How an Accidental Chef Created a Lasting Legacy, Slightly North of Broad
By: Beverly Willett
Chef Frank Lee, an accidental chef, has elevated cooking to an art form. His classic bistro-style restaurant in Charleston, South Carolina, has developed over the years into a community where people feel at home and are nurtured.
“I’m not a big fan of cookbooks,” celebrated chef Frank Lee says about “The S.N.O.B. Experience,” his new cookbook based on Slightly North of Broad, the restaurant he co-founded in 1993. “If you want to learn how to cook, get your ass in the kitchen and learn.”
It’s hard to peg S.N.O.B. by genre. The menu’s been eclectic from the start. So much of what happens there isn’t easily distilled. Fresh, carefully – and lovingly – prepared food, executed with community in mind sums up Lee’s philosophy. And his cookbook is far more than a mere compendium of recipes.
He became a chef by accident. In 1973, he and a bunch of teenage friends were goofing around after a yoga class and one of them suggested opening a vegetarian restaurant. So they did. “We were thinking maybe we’d do it for a year or less for a hoot and a holler,” Lee says. But one year turned into six, followed by a trip to France to learn technique.
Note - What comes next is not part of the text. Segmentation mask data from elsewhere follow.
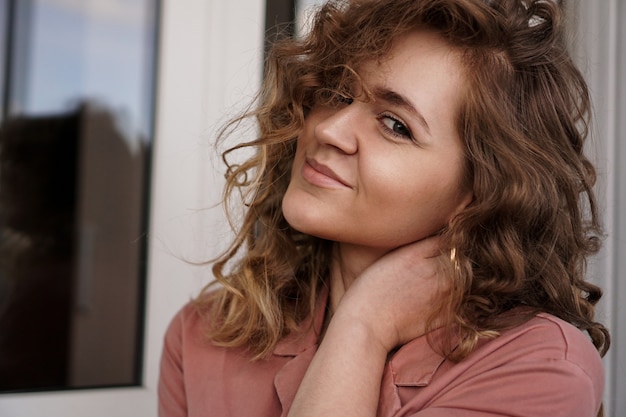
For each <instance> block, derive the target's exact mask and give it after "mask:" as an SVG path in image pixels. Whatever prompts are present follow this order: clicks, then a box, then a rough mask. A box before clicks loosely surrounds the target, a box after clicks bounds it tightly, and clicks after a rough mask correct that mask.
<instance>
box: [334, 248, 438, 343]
mask: <svg viewBox="0 0 626 417" xmlns="http://www.w3.org/2000/svg"><path fill="white" fill-rule="evenodd" d="M440 256H441V252H440V248H439V239H438V237H430V238H427V239H424V240H420V241H418V242H414V243H411V244H409V245H406V246H402V247H400V248H397V249H395V250H393V251H391V252H389V253H388V254H386V255H385V256H383V257H382V258H380V259H379V260H378V261H376V262H375V263H373V264H372V265H371V266H370V267H368V268H367V269H366V270H365V271H363V273H362V274H361V275H360V276H359V277H358V278H357V279H356V280H355V281H354V282H353V283H352V285H351V286H350V288H348V290H347V291H346V292H345V294H344V295H343V297H342V298H341V300H340V301H339V304H338V306H337V309H336V311H335V314H334V316H333V321H337V322H341V323H342V324H343V325H346V326H353V325H358V326H364V327H365V328H366V329H368V330H369V331H370V332H371V335H372V337H373V338H374V340H375V341H377V342H378V343H380V345H381V346H382V347H384V348H385V349H386V350H387V352H389V351H391V350H392V349H393V348H395V347H396V346H398V345H402V344H405V343H407V342H408V341H410V340H412V339H414V338H416V337H419V336H421V335H423V334H424V333H425V332H426V324H427V323H426V321H427V320H428V318H429V317H430V316H431V314H432V313H433V311H434V309H435V308H436V306H437V305H438V303H439V302H440V301H441V299H442V297H443V296H444V294H445V293H446V292H447V289H448V288H449V285H450V284H449V283H450V281H449V280H448V279H445V277H443V276H442V270H441V267H442V263H441V259H440Z"/></svg>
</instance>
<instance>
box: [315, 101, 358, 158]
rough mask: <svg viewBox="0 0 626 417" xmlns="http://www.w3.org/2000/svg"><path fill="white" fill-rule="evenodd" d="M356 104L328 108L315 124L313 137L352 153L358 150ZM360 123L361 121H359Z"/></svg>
mask: <svg viewBox="0 0 626 417" xmlns="http://www.w3.org/2000/svg"><path fill="white" fill-rule="evenodd" d="M357 106H358V104H357V103H356V102H355V103H352V104H349V105H344V106H342V107H339V108H334V109H328V110H326V111H325V112H324V115H323V116H322V118H321V120H319V122H318V123H317V125H316V126H315V131H314V133H315V137H316V138H317V140H318V141H319V142H320V143H322V144H324V145H328V146H332V147H334V148H337V149H338V150H340V151H341V152H343V153H345V154H348V155H352V154H354V153H356V152H357V150H358V132H357V128H358V126H359V120H358V119H359V117H358V108H357ZM361 123H362V121H361Z"/></svg>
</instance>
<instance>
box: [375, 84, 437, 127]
mask: <svg viewBox="0 0 626 417" xmlns="http://www.w3.org/2000/svg"><path fill="white" fill-rule="evenodd" d="M373 96H374V98H375V99H376V100H380V101H384V102H387V103H389V104H392V105H394V106H398V107H402V108H403V109H405V110H407V111H408V112H409V113H411V114H412V115H413V116H414V117H415V118H416V119H417V120H418V122H419V123H420V124H421V125H422V126H423V127H424V129H425V130H426V133H428V134H429V135H430V134H431V133H430V126H428V123H427V122H426V118H425V117H424V115H422V113H420V112H419V111H418V110H417V109H416V108H415V106H414V105H413V104H411V102H410V101H409V99H408V98H406V97H404V96H403V95H402V94H400V93H397V92H395V91H393V90H389V89H388V88H384V87H376V88H375V89H374V90H373Z"/></svg>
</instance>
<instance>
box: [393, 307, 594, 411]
mask: <svg viewBox="0 0 626 417" xmlns="http://www.w3.org/2000/svg"><path fill="white" fill-rule="evenodd" d="M422 348H424V346H423V345H422ZM414 353H416V352H414ZM419 355H421V356H422V357H423V356H424V354H423V353H419ZM416 357H417V356H415V355H413V359H415V358H416ZM408 363H413V364H414V365H410V366H408V367H407V368H406V369H403V370H396V371H397V376H396V378H395V379H396V386H397V387H398V392H399V395H400V399H401V403H402V404H404V407H406V410H407V411H409V410H410V411H413V412H414V411H418V410H426V409H428V413H425V414H424V415H428V416H444V415H449V414H446V412H450V411H451V410H455V412H456V414H454V415H458V416H468V417H469V416H477V415H486V414H488V415H494V416H504V415H510V410H511V409H515V410H516V413H517V414H516V415H519V416H546V417H547V416H552V415H567V416H570V417H578V416H581V417H582V416H589V417H591V416H595V415H596V414H597V411H598V409H599V407H600V404H601V401H602V393H603V389H604V372H603V366H602V361H601V358H600V355H599V354H598V352H597V350H596V349H595V347H594V346H593V344H592V343H591V341H590V339H589V338H588V337H587V335H586V334H585V333H583V332H582V331H580V330H579V329H577V328H576V327H574V326H572V325H571V324H569V323H567V322H565V321H563V320H561V319H559V318H557V317H554V316H552V315H549V314H539V315H537V316H535V317H534V318H532V319H531V320H529V321H527V322H525V323H523V324H521V325H519V326H517V327H515V328H512V329H509V330H507V331H504V332H502V334H501V335H500V336H498V337H496V338H494V339H484V340H482V341H481V342H480V343H479V345H478V347H477V348H476V350H475V351H474V352H473V353H472V354H470V355H469V356H468V357H467V358H465V359H464V360H463V361H461V362H459V363H452V362H449V361H445V360H443V359H441V360H440V361H438V362H437V361H434V360H433V361H432V364H431V365H429V366H430V367H431V368H430V372H429V373H427V372H421V375H426V377H422V378H421V379H419V380H417V379H414V380H410V379H409V378H410V377H412V378H415V377H413V376H410V375H409V374H408V373H407V371H410V368H411V366H414V367H423V366H424V363H425V362H424V361H421V365H416V364H415V361H404V364H405V365H406V364H408ZM411 374H413V375H417V374H416V373H415V372H411ZM400 375H404V377H403V380H402V381H399V380H398V379H397V378H398V377H399V376H400ZM398 382H401V384H398ZM406 415H412V414H411V413H407V414H406ZM420 415H421V414H420Z"/></svg>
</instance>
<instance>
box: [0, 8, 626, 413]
mask: <svg viewBox="0 0 626 417" xmlns="http://www.w3.org/2000/svg"><path fill="white" fill-rule="evenodd" d="M319 2H320V1H319V0H308V1H307V0H238V1H237V2H234V1H229V0H177V1H173V0H0V57H1V58H2V59H0V416H12V417H13V416H15V417H18V416H40V415H46V416H53V417H54V416H64V417H66V416H79V415H89V416H94V417H98V416H111V415H115V416H153V415H156V380H157V376H158V361H159V356H160V351H161V344H162V337H163V333H164V331H165V328H166V326H167V324H168V322H169V320H170V319H171V317H172V316H173V315H174V313H175V311H176V310H178V309H179V308H180V307H181V306H182V305H183V304H184V303H185V302H186V301H187V300H188V299H189V298H190V297H192V296H193V295H195V294H196V293H197V292H198V291H199V290H200V288H202V286H203V285H205V284H206V283H207V282H208V281H209V280H210V279H211V278H210V277H211V275H210V269H209V268H208V267H207V266H206V265H198V266H193V265H192V264H190V263H189V262H187V261H192V262H202V261H206V260H208V259H210V258H211V257H212V256H214V255H216V254H217V253H218V251H219V250H220V249H221V248H223V247H224V245H225V244H226V243H227V242H228V240H229V239H230V230H229V228H228V226H227V222H226V221H225V218H224V215H223V213H222V211H221V208H220V207H219V202H220V199H221V187H222V178H223V176H222V165H221V163H220V160H219V157H218V154H217V151H216V149H215V148H214V147H213V139H214V137H215V133H216V130H217V129H218V128H219V126H220V124H221V123H223V122H225V121H226V120H228V119H229V118H230V117H232V116H234V115H236V114H237V113H238V112H239V111H241V110H242V109H243V108H244V107H245V105H246V104H248V103H249V102H250V100H251V99H252V98H253V96H254V93H255V90H256V88H257V87H258V86H259V83H260V79H261V76H262V66H263V64H262V62H263V56H264V51H265V50H266V48H267V46H268V45H269V44H271V42H272V41H273V40H275V39H277V38H280V37H281V36H284V35H285V34H289V33H293V32H298V31H302V30H305V28H306V19H307V15H308V12H307V10H310V9H311V8H312V7H315V5H316V4H317V3H319ZM566 5H567V8H568V17H569V19H570V28H571V34H570V39H571V48H572V53H573V55H574V56H575V58H576V60H577V62H578V63H579V65H580V66H581V68H582V69H583V72H584V73H585V76H586V77H587V80H588V82H589V85H590V87H591V90H592V93H593V98H594V104H595V109H594V111H595V117H596V124H595V126H594V131H593V135H594V136H593V137H594V139H593V141H592V143H591V144H590V149H589V151H590V152H591V153H592V155H593V157H594V160H595V161H596V164H597V166H598V168H599V171H600V181H599V184H598V187H597V188H598V193H599V198H600V203H601V207H602V211H603V218H604V224H605V228H606V232H607V238H606V241H605V245H604V249H603V251H602V252H601V253H600V255H599V256H598V257H596V258H595V259H594V260H593V262H592V264H591V265H590V268H589V273H590V277H591V278H592V279H593V280H595V281H596V282H597V283H598V284H600V285H601V286H602V287H603V288H604V289H605V293H606V295H605V297H604V298H603V300H602V302H601V306H600V308H599V312H598V314H599V318H600V319H601V320H602V321H604V322H605V323H607V324H608V326H609V327H610V328H611V332H612V336H613V346H612V348H611V350H610V352H609V354H608V355H607V357H606V358H605V364H606V369H607V377H606V382H607V389H606V396H605V409H606V411H607V414H606V415H607V416H612V417H618V416H626V395H625V394H626V307H625V306H624V304H623V303H622V302H621V300H623V299H624V298H626V282H625V281H624V274H625V272H626V256H624V255H626V168H625V167H624V164H621V163H620V161H625V160H626V142H625V139H626V138H625V137H624V133H623V132H626V121H625V118H624V116H625V115H626V42H625V41H626V33H624V27H626V4H624V2H622V1H621V0H603V1H583V0H576V1H574V0H571V1H570V2H568V3H566ZM250 129H254V127H253V126H252V127H250ZM251 134H253V130H251ZM241 139H245V138H241ZM563 389H564V390H567V387H563Z"/></svg>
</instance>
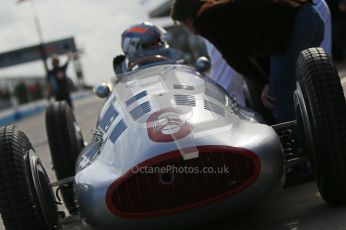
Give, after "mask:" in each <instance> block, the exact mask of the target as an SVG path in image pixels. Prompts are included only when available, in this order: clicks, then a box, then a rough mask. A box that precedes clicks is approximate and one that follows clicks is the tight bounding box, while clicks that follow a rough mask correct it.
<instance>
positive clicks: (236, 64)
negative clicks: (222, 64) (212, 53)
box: [224, 54, 269, 84]
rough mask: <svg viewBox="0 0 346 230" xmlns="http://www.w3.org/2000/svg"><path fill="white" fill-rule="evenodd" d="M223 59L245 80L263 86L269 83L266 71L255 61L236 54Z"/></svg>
mask: <svg viewBox="0 0 346 230" xmlns="http://www.w3.org/2000/svg"><path fill="white" fill-rule="evenodd" d="M224 58H225V60H226V61H227V63H228V64H229V65H230V66H231V67H232V68H233V69H234V70H235V71H237V72H238V73H240V74H241V75H243V76H244V77H245V78H246V79H248V80H252V81H255V82H259V83H265V84H266V83H268V82H269V79H268V75H267V73H266V70H265V69H264V68H262V66H261V64H260V63H259V62H257V61H256V60H255V59H253V58H251V57H247V56H243V55H238V54H232V55H229V54H228V55H227V57H224Z"/></svg>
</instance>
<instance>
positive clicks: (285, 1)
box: [273, 0, 308, 7]
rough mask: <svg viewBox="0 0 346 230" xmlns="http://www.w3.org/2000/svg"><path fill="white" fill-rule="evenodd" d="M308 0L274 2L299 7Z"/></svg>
mask: <svg viewBox="0 0 346 230" xmlns="http://www.w3.org/2000/svg"><path fill="white" fill-rule="evenodd" d="M307 1H308V0H274V1H273V3H274V4H279V5H283V6H289V7H299V6H301V5H302V4H304V3H306V2H307Z"/></svg>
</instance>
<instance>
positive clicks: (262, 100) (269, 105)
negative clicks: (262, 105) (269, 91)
mask: <svg viewBox="0 0 346 230" xmlns="http://www.w3.org/2000/svg"><path fill="white" fill-rule="evenodd" d="M261 100H262V103H263V105H264V107H266V108H267V109H274V108H275V103H276V99H275V98H273V97H271V96H269V84H266V85H265V86H264V89H263V91H262V95H261Z"/></svg>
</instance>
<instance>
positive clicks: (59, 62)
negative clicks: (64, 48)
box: [48, 52, 73, 108]
mask: <svg viewBox="0 0 346 230" xmlns="http://www.w3.org/2000/svg"><path fill="white" fill-rule="evenodd" d="M71 58H72V53H71V52H67V61H66V63H65V64H64V65H60V59H59V56H58V55H54V56H52V66H53V68H52V69H51V70H49V74H48V88H49V91H50V94H51V95H53V96H54V97H55V99H56V100H57V101H66V102H67V104H68V105H69V106H70V107H71V108H73V104H72V100H71V95H70V88H69V84H68V79H67V75H66V70H67V67H68V64H69V61H70V60H71Z"/></svg>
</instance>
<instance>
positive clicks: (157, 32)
mask: <svg viewBox="0 0 346 230" xmlns="http://www.w3.org/2000/svg"><path fill="white" fill-rule="evenodd" d="M165 36H166V31H165V30H164V29H163V28H161V27H158V26H155V25H153V24H152V23H150V22H144V23H141V24H137V25H133V26H131V27H130V28H128V29H127V30H125V31H124V32H123V34H122V36H121V47H122V49H123V52H124V54H125V55H126V57H127V59H128V60H129V61H130V62H134V61H136V60H138V59H140V58H143V57H146V56H152V55H156V54H157V52H158V50H160V49H162V48H168V47H169V46H168V44H167V42H166V38H165Z"/></svg>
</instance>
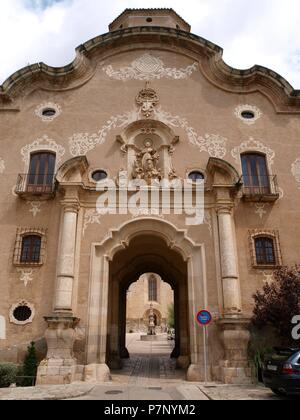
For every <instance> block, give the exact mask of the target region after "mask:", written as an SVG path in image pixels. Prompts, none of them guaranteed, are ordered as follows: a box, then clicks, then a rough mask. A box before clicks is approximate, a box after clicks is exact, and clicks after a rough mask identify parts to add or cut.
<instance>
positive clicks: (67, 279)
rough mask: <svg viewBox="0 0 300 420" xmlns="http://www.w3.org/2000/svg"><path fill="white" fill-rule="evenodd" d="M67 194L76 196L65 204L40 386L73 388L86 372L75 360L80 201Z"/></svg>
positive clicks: (66, 199)
mask: <svg viewBox="0 0 300 420" xmlns="http://www.w3.org/2000/svg"><path fill="white" fill-rule="evenodd" d="M67 193H68V194H70V193H72V196H71V197H68V196H66V198H65V200H64V201H63V202H62V206H63V217H62V226H61V244H60V251H59V258H58V271H57V273H58V274H57V282H56V290H55V298H54V312H53V314H52V315H51V316H48V317H46V318H45V320H46V322H47V324H48V328H47V330H46V333H45V338H46V341H47V347H48V353H47V356H46V359H45V360H44V361H43V362H42V363H41V365H40V366H39V369H38V378H37V383H38V384H42V385H48V384H49V385H52V384H69V383H72V382H74V381H76V380H82V378H83V369H81V370H80V369H79V367H78V366H77V361H76V359H75V358H74V356H73V347H74V342H75V338H76V331H75V328H76V325H77V324H78V322H79V319H77V318H75V317H74V316H73V308H72V300H73V284H74V267H75V249H76V230H77V216H78V211H79V200H78V198H77V194H76V195H74V191H67Z"/></svg>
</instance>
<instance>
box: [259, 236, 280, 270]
mask: <svg viewBox="0 0 300 420" xmlns="http://www.w3.org/2000/svg"><path fill="white" fill-rule="evenodd" d="M255 252H256V262H257V264H261V265H275V264H276V257H275V248H274V240H273V239H271V238H263V237H261V238H256V239H255Z"/></svg>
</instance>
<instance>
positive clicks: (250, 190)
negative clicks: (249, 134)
mask: <svg viewBox="0 0 300 420" xmlns="http://www.w3.org/2000/svg"><path fill="white" fill-rule="evenodd" d="M242 169H243V179H244V190H245V193H247V194H249V195H253V194H270V192H271V186H270V176H269V173H268V167H267V159H266V156H265V155H262V154H259V153H245V154H243V155H242Z"/></svg>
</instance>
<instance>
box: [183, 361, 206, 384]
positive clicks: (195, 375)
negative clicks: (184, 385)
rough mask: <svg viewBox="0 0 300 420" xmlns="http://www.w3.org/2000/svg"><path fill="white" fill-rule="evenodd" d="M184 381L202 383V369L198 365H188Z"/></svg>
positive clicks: (203, 377) (202, 371) (202, 373)
mask: <svg viewBox="0 0 300 420" xmlns="http://www.w3.org/2000/svg"><path fill="white" fill-rule="evenodd" d="M186 380H187V381H188V382H203V381H204V373H203V367H201V366H200V365H190V366H189V368H188V371H187V375H186Z"/></svg>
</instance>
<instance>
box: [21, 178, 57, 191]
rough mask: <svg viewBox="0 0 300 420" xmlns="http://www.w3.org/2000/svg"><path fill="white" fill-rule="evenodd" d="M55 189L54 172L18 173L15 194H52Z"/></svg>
mask: <svg viewBox="0 0 300 420" xmlns="http://www.w3.org/2000/svg"><path fill="white" fill-rule="evenodd" d="M54 189H55V182H54V174H38V175H36V174H19V175H18V179H17V185H16V194H19V195H23V196H24V195H28V196H30V195H52V194H53V193H54Z"/></svg>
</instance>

“A bunch of young rebel chefs were elevating cooking to an art form. They were sourcing locally and being a part of the community,” he says of his French mentors. After stints elsewhere, Lee opened S.N.O.B., pairing the fundamentals of French cooking with Southern heritage and quality local ingredients reflective of the seasons.
He banded together with other Charleston chefs and the business community and, over several decades, turned the town into an international food and cultural mecca. Despite the risks and high costs of restaurant ventures, Lee prefers collaboration to competition.
“A rising tide floats all boats,” he claims. “It’s a lot like sports. Even though they’re busting heads one minute, at the end of the game they’re hugging and slapping each other on the butt.”
Not a fame seeker, Lee’s achieved it nonetheless. “Good Morning America,” “Food & Wine,” “Great Chefs of the South,” and more: they’ve all taken notice.
“S.N.O.B. is not just a transaction that exchanges money for calories,” Chef explains. “Over the years it has developed into a community spot where people feel at home and are nurtured. Where people know your name, where you like to sit, who your children are.” Kind of like a family restaurant, only a top-star one.
That’s because Lee understands the cosmic interconnectedness of all things. The timing and orchestration necessary to prepare, plate and serve every single meal. The transformation of seedlings into the perfectly ripe vegetable selected by hand at the local market.
He pays homage to “the business partners that raised me from an egg.” To the bartenders, managers, kitchen staff, patrons, and suppliers, calling each by name. To his wife who kept him focused and tended their children while he worked long hours mentoring his other family – the kitchen staff, teaching them everything he knows about food and its preparation. And also art and how to get along in the world; practicalities, too, like how to open a bank account. He played opera in the kitchen for inspiration. And he and his partners paid for health insurance for hourly employees!
All are equal in Lee’s kitchen. And the restaurant’s warehouse location with exposed ducts and open kitchen reinforce this egalitarian view.
"He became a chef by accident."
Chef Frank Lee Celebrates “The S.N.O.B Experience” Cookbook
Chef Frank Lee recently announced the release of his cookbook, “The S.N.O.B Experience.” Lee provides more than just a compilation of the classic recipes that played foundational roles in the establishment of his restaurant. He shares stories and insights into his role as a pioneer in the Charleston culinary community. The cookbook celebrates Lee’s 23 yearlong dedication to Slightly North of Broad.
The cookbook is a compilation of SNOB classics, long-running seasonal plates and many of the side dishes and sauces that played foundational roles in establishing the restaurant’s loyal following since it opened its doors in 1993.